57. Extrait de l'arrêt de la Ire Cour civile du 17 septembre 1985 dans la cause Negresco S.A. contre la Masse en faillite de Socsil S.A. (recours en réforme)

Regeste

Art. 718 Abs. 1 OR .
1. Der klare Wortlaut einer solidarischen Verbindlichkeit schliesst jede Auslegung im Sinne einer Bürgschaft aus (E. 2).
2. Aufgabe der Rechtsprechung zu Art. 718 Abs. 1 OR , die verlangte, dass die Handlung des Organs tatsächlich dem Gesellschaftszweck diene, und den guten Glauben des Vertragspartners unberücksichtigt liess (E. 3).

Sachverhalt ab Seite 285

BGE 111 II 284 S. 285

A.- Socsil S.A. - dont la faillite a été prononcée le 11 septembre 1980 - avait pour but la "fabrication, vente et exportation du protoxyde d'azote et autres gaz narcotiques, exportation d'appareils d'analgésie et de narcose ainsi que l'exportation et l'importation de marchandises de toutes sortes". Elle était engagée par la signature individuelle de feu Eli Pinkas, connu dans les milieux d'affaires vaudois. Celui-ci a commis de nombreuses escroqueries afin de se procurer les fonds dont il avait besoin pour ses dépenses personnelles. Il empruntait des sommes importantes, au nom de Socsil S.A. ou de sociétés panaméennes qu'il contrôlait, en offrant des intérêts substantiels, puis utilisait vraisemblablement ces fonds pour ses besoins propres. Il a mêlé formellement Socsil S.A. à ces opérations, en la faisant apparaître comme caution ou codébiteur solidaire des emprunts consentis par des tiers. Aucune trace n'a été trouvée, dans les comptes de Socsil S.A., d'un transfert effectif de fonds en faveur de cette dernière.
Dans ce contexte, Marcel Stern a investi des fonds jusqu'à concurrence de 3'050'000 francs dans les affaires de Pinkas, ce dernier lui assurant que ces fonds seraient placés auprès de Socsil S.A., soit directement, soit indirectement par l'intermédiaire d'autres sociétés.
Les fonds ainsi versés par Stern provenaient de prêts que lui avait faits Gérard Tersmeden.

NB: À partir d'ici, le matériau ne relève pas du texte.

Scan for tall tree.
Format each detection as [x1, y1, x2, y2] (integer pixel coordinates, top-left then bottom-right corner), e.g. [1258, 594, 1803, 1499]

Cette créance de Tersmeden a été cédée à Negresco S.A., société panaméenne dont Tersmeden était le représentant et l'actionnaire. Quant à la dette de Stern, elle a été reprise par une autre société panaméenne, Transfina Corporation.
BGE 111 II 284 S. 286
Le 30 octobre 1977 a été signée la pièce suivante à en-tête de Transfina Corporation:
"RECONNAISSANCE DE DETTE
La société soussignée reconnaît devoir à
NEGRESCO S.A.
la somme de Frs. 3'050'000.-- (Trois millions cinquante mille frs).
Cette somme portera un intérêt au taux de 9% l'an, dès le 30 octobre
1977, payable trimestriellement, mais pour la première fois le 30 janvier
1978.
Le présent prêt est remboursable les 30 janvier, 30 avril, 30
juillet, et 30 octobre de chaque année, moyennant un préavis donné par
écrit 180 jours avant la date de remboursement à TRANSFINA CORPORATION,
c/o Me Louis MUDRY 4, rue Charles-Bonnet, 1206 Genève.
Les personnes soussignées se reconnaissent débitrices solidaires du
montant susmentionné, ainsi que des intérêts.
Les débiteurs solidaires: Marcel Stern (sig. Stern)
TRANSFINA CORPORATION (sig. Stern)
SOCSIL S.A. (sig. Pinkas)
Eli Pinkas (sig. Pinkas)
Genève, le 30 octobre 1977."
Il n'est pas établi que Socsil S.A. ait bénéficié d'une manière ou d'une autre des capitaux avancés par Tersmeden à Stern, et faisant l'objet de la reconnaissance de dette précitée. Quant à Negresco S.A., au vu des explications que lui avait fournies feu Pinkas, elle considérait que les fonds avancés profitaient à Socsil S.A.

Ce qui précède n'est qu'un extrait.